Book closure is a time period during which a company will not handle adjustments to the shareholder register or requests to transfer shares. Companies will often use the book closure date to identify the cut-off date for determining which investors on record will receive a dividend payment for that period.
- Book closure is a time period where companies do not handle adjustments to their register or any requests to transfer shares.
- Book closure is also used as a cut-off date to determine which investors will receive a dividend payment for that dividend period.
- Investors pay close attention to the book closure date as it determines when they should sell their shares or how long they need to hold onto them to receive a dividend.
- Other important dividend dates that work in conjunction with book closure are the disclosure date, record date, ex-dividend date, and the payment date.

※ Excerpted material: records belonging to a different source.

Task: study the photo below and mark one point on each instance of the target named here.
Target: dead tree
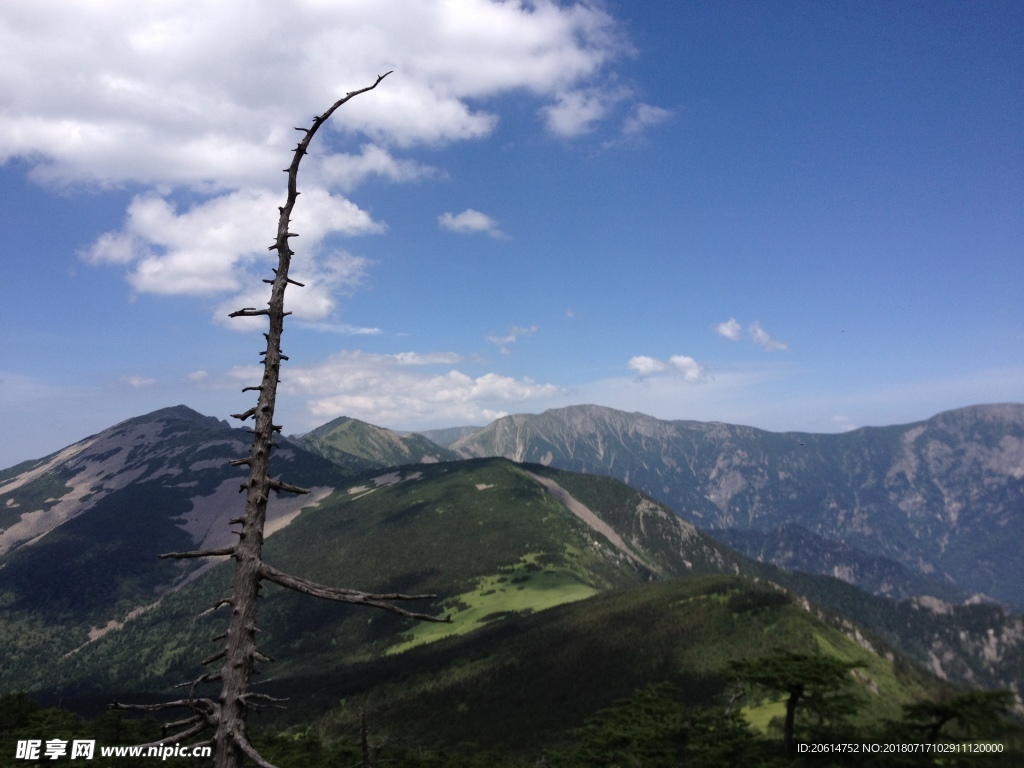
(227, 714)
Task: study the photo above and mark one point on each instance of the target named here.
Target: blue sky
(799, 216)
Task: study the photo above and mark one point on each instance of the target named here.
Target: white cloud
(314, 301)
(577, 112)
(729, 330)
(184, 93)
(343, 329)
(644, 117)
(399, 389)
(138, 382)
(510, 338)
(348, 171)
(183, 97)
(216, 245)
(690, 370)
(764, 340)
(470, 221)
(843, 423)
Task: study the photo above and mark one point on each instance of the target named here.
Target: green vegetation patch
(520, 589)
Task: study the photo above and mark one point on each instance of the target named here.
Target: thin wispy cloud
(765, 341)
(470, 221)
(732, 331)
(678, 365)
(643, 117)
(510, 338)
(401, 389)
(139, 382)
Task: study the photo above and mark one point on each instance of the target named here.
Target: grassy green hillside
(544, 673)
(353, 443)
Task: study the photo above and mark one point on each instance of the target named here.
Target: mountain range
(527, 558)
(935, 507)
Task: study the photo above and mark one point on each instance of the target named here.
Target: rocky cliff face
(943, 498)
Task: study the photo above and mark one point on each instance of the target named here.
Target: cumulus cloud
(510, 338)
(323, 280)
(470, 221)
(764, 340)
(401, 389)
(679, 365)
(183, 98)
(577, 112)
(185, 93)
(348, 171)
(729, 330)
(843, 423)
(139, 382)
(643, 117)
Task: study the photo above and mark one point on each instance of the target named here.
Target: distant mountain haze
(941, 500)
(87, 608)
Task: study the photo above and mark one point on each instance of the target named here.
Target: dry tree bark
(226, 715)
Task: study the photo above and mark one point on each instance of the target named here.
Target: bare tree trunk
(227, 715)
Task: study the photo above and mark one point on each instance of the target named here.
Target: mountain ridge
(939, 497)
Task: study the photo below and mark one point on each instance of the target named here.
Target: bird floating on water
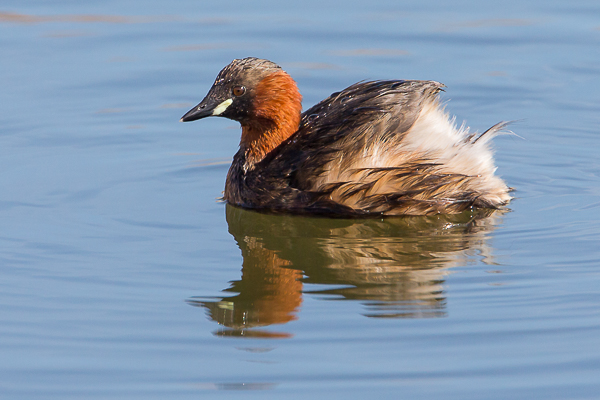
(376, 148)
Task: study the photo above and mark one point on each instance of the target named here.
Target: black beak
(202, 110)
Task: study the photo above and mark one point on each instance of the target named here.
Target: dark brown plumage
(375, 148)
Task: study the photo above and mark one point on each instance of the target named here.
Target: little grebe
(375, 148)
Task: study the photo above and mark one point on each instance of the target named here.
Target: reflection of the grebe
(396, 265)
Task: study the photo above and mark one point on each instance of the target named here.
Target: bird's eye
(238, 90)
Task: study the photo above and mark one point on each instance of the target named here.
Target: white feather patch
(222, 107)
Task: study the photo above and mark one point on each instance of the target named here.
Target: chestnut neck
(276, 114)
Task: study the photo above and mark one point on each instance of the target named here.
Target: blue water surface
(124, 276)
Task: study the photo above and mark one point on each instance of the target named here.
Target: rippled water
(123, 276)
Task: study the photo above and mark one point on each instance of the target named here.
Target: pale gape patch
(222, 107)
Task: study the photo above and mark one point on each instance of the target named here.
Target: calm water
(124, 277)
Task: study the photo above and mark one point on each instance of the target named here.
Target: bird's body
(375, 148)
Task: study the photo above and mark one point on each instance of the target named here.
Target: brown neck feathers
(277, 107)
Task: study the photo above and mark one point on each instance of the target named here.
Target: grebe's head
(246, 90)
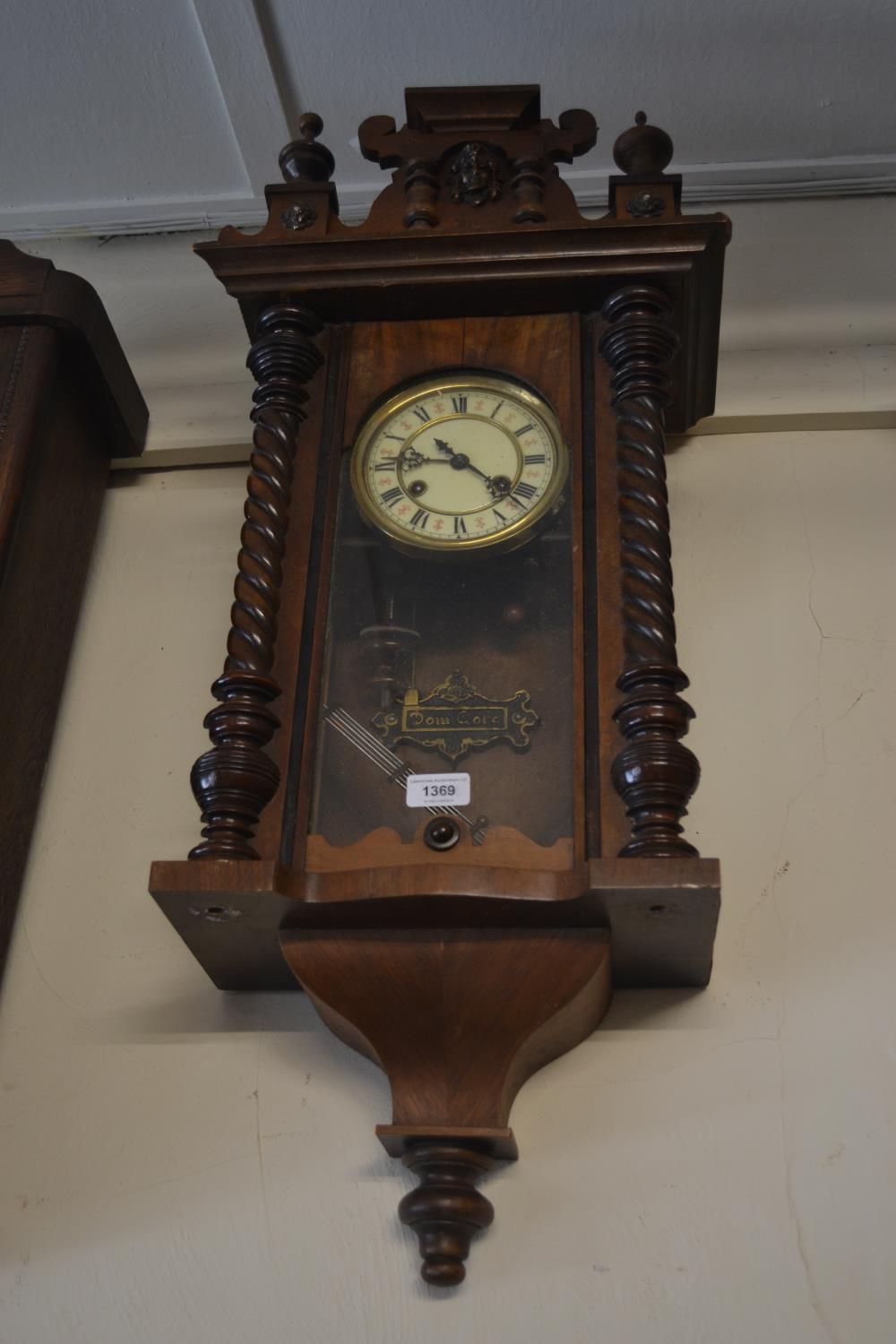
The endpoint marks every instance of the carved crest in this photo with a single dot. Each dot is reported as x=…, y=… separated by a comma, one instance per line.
x=474, y=177
x=454, y=717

Understanding Book Closure
The stock of publicly-traded companies changes hands daily as investors buy and sell shares on stock exchanges. Because shares change hands between investors so quickly on the stock market, it can be difficult to determine who owns the shares at a specific moment.
Due to this complexity, when a company declares it will pay a dividend, it must set a specific date when the company will close its shareholder record book and commit to sending the dividend to all investors holding shares as of that date. Book closures allow companies to bring clarity to the process of stock ownership.
After a company declares a book closure it continues to maintain records of ownership. The record date is the date that companies check to see if an investor is on their books and therefore eligible to receive a dividend. A company’s board of directors establishes a record date after they decide to issue a dividend payment.
The record date and book closure date are the same in their cut-off requirement, though the record date does not necessarily imply a period of closing adjustments or transfers. The record date is often referred to as the book closure date in some foreign countries. When investing internationally, it's important to be aware of these slight changes in terminology and how they can impact one's portfolio.
A stock that pays a dividend often increases in price as the book closure date approaches. Due to the logistics of processing a large number of payments, the dividend may not be paid until a few days later. After the book closure date, the price of the stock usually begins to drop, since buyers after this date are no longer entitled to the dividend. Though the process starts again towards the next book closure date.
The book closure date is important to investors as it helps them decide when to sell their shares, not only in relation to capital appreciation but also as part of an income strategy. If they are interested in receiving the dividend, then they will hold off until selling their shares till later.
Book Closure, Record Date, and Ex-Dividend Date
Following the record date and book closure, the ex-dividend date is another important, related date. On and after the ex-dividend date, a seller is still entitled to the dividend even if they have already sold their shares to a buyer because their name will still appear on the record date.
The ex-dividend date is typically set for two business days prior to the record date, due to the T+3 system of settlement used in U.S. financial markets. To put it more plainly, if you buy a share one day before the ex-dividend date your name will appear on the record date, making you eligible to receive the dividend payment. If you buy a share on the ex-dividend date or after, you will not receive the dividend for that period.
Additional important dates with regards to book closure include the declaration date, when a company's board of directors announces a dividend distribution, along with the payment date, when the company mails dividend checks or credits them to investor accounts.
Investors pay close attention to records of dividend payments as receiving dividends is an important component of several income-oriented investment strategies. These can be standalone approaches to maintaining a steady income without much risk or an add-on to a larger portfolio strategy.